27 November 2011

The Deep Blue Sea film review

Based on Terence Rattigan's play of the same name, The Deep Blue Sea explores themes of unrequited love; suicide; and war, both microcosmically between the classes and genders, and macrocosmically between the devastated countries of World War Two after which the central action is set. The film begins with Hester (Rachel Weisz) narrating her suicide note to her boyfriend Freddie (Tom Hiddleston), then blocking up the door to their London apartment and turning on the gas. We cut to Hester first meeting Freddie, then back, and then to Hester with her husband, Sir William (Simon Russell Beale). Her attempt is foiled, and the remainder of the 100-minute film deals with Hester's actions and their repercussions - her affair, her suicide attempts, and those who love her and whom she loves.
I think that narratively The Deep Blue Sea is fatally flawed: the first ten minutes deals in unnecessary flashbacks and flashforwards which disrupt the establishment of both character and place; this narrative device is inconsistent yet pops up from time to time leaving the audience dumb as to when the scene on screen is supposed to be happening. There isn't much jeopardy: the suicide attempt is discovered in the opening scene, Hester ignores William's refusal to consent to a divorce with little repercussion, all of the characters seem to have an amount of respect for one another so there is never any threat of violence, and the company each keep are not exactly 'society folk' whose acquaintance they might lose for their convention-less love triangle. I think that the characters were poor too: Hester is hard to like and I do not understand how her temperament, her spite, her apparent lack of any interests whatsoever are supposed to be attractive. On a more minor character quibble of mine, I do not believe that the landlady Mrs. Elton (Ann Mitchell) would put up with all of these things going on - the suicide attempt, the drunk boyfriend, the infidelity. And finally, why is William a knight? And if he's a 'Sir' then why is he not more concerned for his reputation in entering a society-pooh-poohed divorce procedure (when eventually he does consent)?
Every shot is plagued with a play with focus for no apparent reason. The lights are always blurred as if the filmmakers intended to show that the lights of hope were soured by the flawed people who eclipse them; but really the only effect it had was but a large amount of squinting and a paranoia about the competency of my optician.

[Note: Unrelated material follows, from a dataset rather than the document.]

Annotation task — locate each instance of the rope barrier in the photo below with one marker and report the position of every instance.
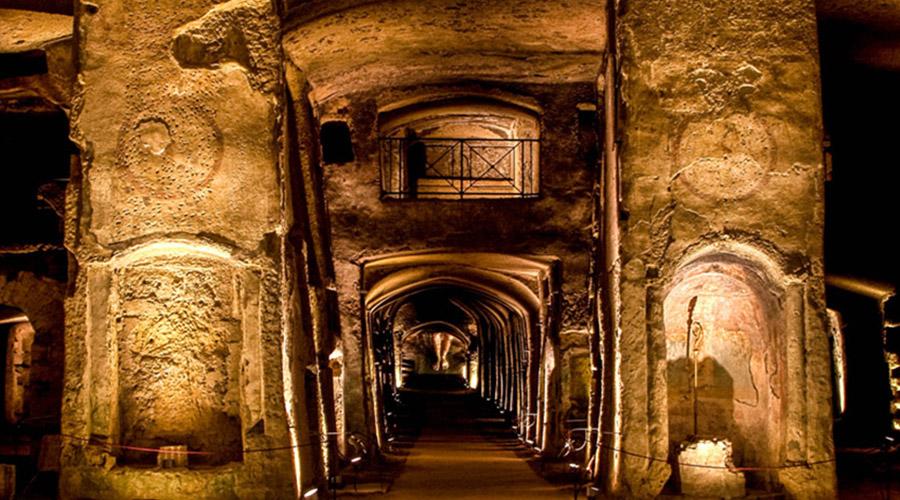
(90, 442)
(722, 467)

Some critics have commented that the film seemed quite 'stage-y'; the variation of locations betrayed this assertion, I think, but there were, in favour of the statement, numerous scenes comprised of very long takes. Even if this was a little theatrical, it worked for the most part - it was just void of interesting content.
Lots of fades were used; lots of shot types tried out; shadows were played with; camera movement varied - it was as if the director Terence Davies had just discovered a book on camera technique and felt compelled to employ as many possible ideas with no consideration as to the effect of them.
The colours in this post-war picture were pixels of mostly brown and ochre, dissected at times by the finger of a cigarette's smoke. This oppressive scheme accentuated the desolate feel of the bankrupt country, yet did nothing for the narrative suffocated already by a drained plot.
Rattigan has been modeled as a 'high society scandals' playwright; "cocktails and laughter, but what happens after" as Noël Coward described his own work, except that The Deep Blue Sea contained no 'laughter' and the 'after' was not at all interesting. I shall not be frequenting films of Rattigan's work after viewing this adaption unless the director puts away his box of tricks quite ineffectual on any flawed and plot-less film.